Хирург задал Аннабелл несколько вопросов. Аннабелл отвечала односложно, сказала, что она совершенно здорова, просто работала с раннего утра и со вчерашнего дня ничего не ела. Она попыталась улыбнуться, но врач не отреагировал на ее жалкую улыбку.
— Как вас зовут? — спросил врач. Она назвала свое имя. — Мисс Уортингтон, вы сильно переутомились. Вам нужно немного отдохнуть и прийти в себя. — Все работали без выходных уже несколько месяцев, и Аннабелл не хотела брать отпуск, но понимала, что ее дни в госпитале сочтены. Живот рос; она утягивалась как могла, но скрывать свое состояние становилось все труднее. — Никаких жалоб на здоровье нет? Вы ничего не утаиваете? — озабоченно спросил он. В госпитале опасались заразных болезней персонала. Все были так преданы работе, что многие медсестры и врачи предпочитали помалкивать о своем состоянии или о крайнем переутомлении. Врач боялся, что это как раз тот самый случай. Выглядела Аннабелл ужасно.
Она покачала головой и ответила:
— Я здорова. — Однако в глазах Аннабелл стояли слезы.
— Настолько здоровы, что дважды упали в обморок, — мягко ответил хирург.
Он чувствовал, что тут что-то не так. Но Аннабелл упрямо молчала и была такой же истощенной, как многие другие. Врач попросил ее лечь. Как только Аннабелл подчинилась, хирург понял, в чем дело. Потом он бережно положил руку на ее живот. Тайна, которую она так долго скрывала, стала явной. Аннабелл была не первой и не последней, кто попал в такую ситуацию во время войны. Заметив внимательный взгляд врача, она заплакала.
— Да, это проблема, — сказал он, когда Аннабелл села. Она выглядела испуганной и несчастной. — Когда роды?

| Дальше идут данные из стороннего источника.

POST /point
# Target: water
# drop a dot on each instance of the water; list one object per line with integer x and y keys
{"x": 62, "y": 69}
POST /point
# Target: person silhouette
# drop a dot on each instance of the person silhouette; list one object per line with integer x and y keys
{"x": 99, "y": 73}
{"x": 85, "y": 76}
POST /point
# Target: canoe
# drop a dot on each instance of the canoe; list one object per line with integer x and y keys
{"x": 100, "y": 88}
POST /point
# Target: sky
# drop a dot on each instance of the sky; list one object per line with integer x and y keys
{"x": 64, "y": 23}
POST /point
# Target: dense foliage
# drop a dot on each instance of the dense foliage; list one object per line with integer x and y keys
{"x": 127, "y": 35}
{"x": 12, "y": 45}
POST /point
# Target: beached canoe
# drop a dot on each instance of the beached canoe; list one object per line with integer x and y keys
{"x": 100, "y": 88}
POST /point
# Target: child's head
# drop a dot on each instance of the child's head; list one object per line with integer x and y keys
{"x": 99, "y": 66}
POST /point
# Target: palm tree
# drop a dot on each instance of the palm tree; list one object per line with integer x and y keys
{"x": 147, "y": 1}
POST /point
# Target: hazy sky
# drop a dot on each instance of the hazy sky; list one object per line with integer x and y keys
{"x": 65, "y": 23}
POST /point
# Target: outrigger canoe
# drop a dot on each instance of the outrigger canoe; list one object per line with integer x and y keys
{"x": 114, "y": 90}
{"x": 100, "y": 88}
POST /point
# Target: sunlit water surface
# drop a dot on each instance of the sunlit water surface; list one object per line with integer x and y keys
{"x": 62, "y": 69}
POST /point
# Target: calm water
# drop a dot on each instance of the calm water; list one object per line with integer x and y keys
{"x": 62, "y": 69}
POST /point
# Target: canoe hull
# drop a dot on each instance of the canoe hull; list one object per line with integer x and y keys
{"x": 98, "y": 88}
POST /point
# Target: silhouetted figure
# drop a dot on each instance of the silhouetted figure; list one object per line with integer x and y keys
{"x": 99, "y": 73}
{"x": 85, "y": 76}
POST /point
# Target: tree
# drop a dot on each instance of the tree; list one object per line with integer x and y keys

Эти слова заставили ее ахнуть. Аннабелл хотела объяснить, как все случилось, но не посмела. Правда была слишком ужасной. Она слышала, что все женщины, зачавшие вне брака, говорят, что их изнасиловали. С какой стати этот врач должен ей верить? К тайне Джосайи, которую она хранила, защищая его, добавится тайна виконта Уиншира. Расплачиваться за все случившееся приходится ей, а не им — виновникам ее несчастий.

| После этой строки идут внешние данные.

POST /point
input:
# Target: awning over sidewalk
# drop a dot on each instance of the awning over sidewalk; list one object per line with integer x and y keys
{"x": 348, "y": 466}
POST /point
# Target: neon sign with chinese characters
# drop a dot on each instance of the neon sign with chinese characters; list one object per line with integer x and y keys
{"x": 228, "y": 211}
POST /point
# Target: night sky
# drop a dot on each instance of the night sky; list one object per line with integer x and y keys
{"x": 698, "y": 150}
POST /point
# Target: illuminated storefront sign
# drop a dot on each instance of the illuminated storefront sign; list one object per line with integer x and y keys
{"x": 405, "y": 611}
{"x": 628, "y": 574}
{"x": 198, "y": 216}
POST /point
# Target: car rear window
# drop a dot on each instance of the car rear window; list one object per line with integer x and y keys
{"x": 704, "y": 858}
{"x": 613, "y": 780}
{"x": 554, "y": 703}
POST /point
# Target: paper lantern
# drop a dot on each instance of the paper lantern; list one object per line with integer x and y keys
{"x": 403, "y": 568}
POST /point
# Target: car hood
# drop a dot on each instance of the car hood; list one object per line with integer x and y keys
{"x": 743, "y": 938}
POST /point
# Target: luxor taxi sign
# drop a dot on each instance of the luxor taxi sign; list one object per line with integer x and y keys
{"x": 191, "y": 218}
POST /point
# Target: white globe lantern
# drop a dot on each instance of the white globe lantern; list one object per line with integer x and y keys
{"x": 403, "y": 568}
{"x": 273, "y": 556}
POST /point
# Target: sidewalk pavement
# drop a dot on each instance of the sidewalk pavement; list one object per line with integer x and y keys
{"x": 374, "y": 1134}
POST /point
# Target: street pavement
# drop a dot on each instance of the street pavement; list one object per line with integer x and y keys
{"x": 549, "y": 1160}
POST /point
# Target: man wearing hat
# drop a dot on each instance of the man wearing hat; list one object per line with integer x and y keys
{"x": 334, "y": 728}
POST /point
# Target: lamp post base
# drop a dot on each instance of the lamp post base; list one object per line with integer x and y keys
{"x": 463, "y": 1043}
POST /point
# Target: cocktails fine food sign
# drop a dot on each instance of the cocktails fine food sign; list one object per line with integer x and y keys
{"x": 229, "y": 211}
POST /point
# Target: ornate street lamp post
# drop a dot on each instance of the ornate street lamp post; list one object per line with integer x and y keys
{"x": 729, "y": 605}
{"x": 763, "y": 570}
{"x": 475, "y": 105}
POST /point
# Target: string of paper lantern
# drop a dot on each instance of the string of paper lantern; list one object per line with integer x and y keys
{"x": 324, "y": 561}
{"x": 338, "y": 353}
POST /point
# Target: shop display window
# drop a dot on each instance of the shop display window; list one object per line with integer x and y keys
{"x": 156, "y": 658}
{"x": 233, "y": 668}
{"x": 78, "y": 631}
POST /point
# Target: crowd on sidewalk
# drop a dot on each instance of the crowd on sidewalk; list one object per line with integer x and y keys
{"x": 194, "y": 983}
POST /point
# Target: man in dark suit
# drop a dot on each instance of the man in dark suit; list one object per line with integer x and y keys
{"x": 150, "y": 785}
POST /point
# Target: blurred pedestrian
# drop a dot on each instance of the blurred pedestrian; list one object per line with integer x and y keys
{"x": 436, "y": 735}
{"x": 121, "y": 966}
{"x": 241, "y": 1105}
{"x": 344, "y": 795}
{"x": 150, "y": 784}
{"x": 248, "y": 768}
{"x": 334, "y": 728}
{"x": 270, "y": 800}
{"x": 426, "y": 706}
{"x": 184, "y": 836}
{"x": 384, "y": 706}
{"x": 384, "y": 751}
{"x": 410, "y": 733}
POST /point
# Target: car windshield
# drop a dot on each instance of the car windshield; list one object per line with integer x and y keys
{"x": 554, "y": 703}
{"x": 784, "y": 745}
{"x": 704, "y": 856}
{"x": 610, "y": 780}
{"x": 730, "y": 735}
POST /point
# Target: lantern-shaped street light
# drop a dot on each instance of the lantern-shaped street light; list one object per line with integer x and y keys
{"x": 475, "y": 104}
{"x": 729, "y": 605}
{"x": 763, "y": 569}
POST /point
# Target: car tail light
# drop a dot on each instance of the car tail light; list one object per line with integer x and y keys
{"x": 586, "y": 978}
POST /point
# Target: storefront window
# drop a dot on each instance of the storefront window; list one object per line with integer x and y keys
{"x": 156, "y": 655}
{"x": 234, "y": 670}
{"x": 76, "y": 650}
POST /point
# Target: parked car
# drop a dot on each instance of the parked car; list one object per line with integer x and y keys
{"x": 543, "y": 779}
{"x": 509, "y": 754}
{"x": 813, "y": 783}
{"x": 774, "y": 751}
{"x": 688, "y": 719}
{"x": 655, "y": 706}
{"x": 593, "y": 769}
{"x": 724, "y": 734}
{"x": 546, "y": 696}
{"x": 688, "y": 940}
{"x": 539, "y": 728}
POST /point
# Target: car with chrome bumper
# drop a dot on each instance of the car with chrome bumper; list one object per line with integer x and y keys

— В апреле, — с трудом выговорила она.
— Вы долго молчали. — Он развязал тесемки передника, поднял ее блузку и пришел в ужас, поняв, как сильно Аннабелл утягивалась несколько месяцев. — Это жестоко по отношению к ребенку. Как только вы сами умудряетесь дышать?
— Сама не знаю, — сквозь слезы ответила она.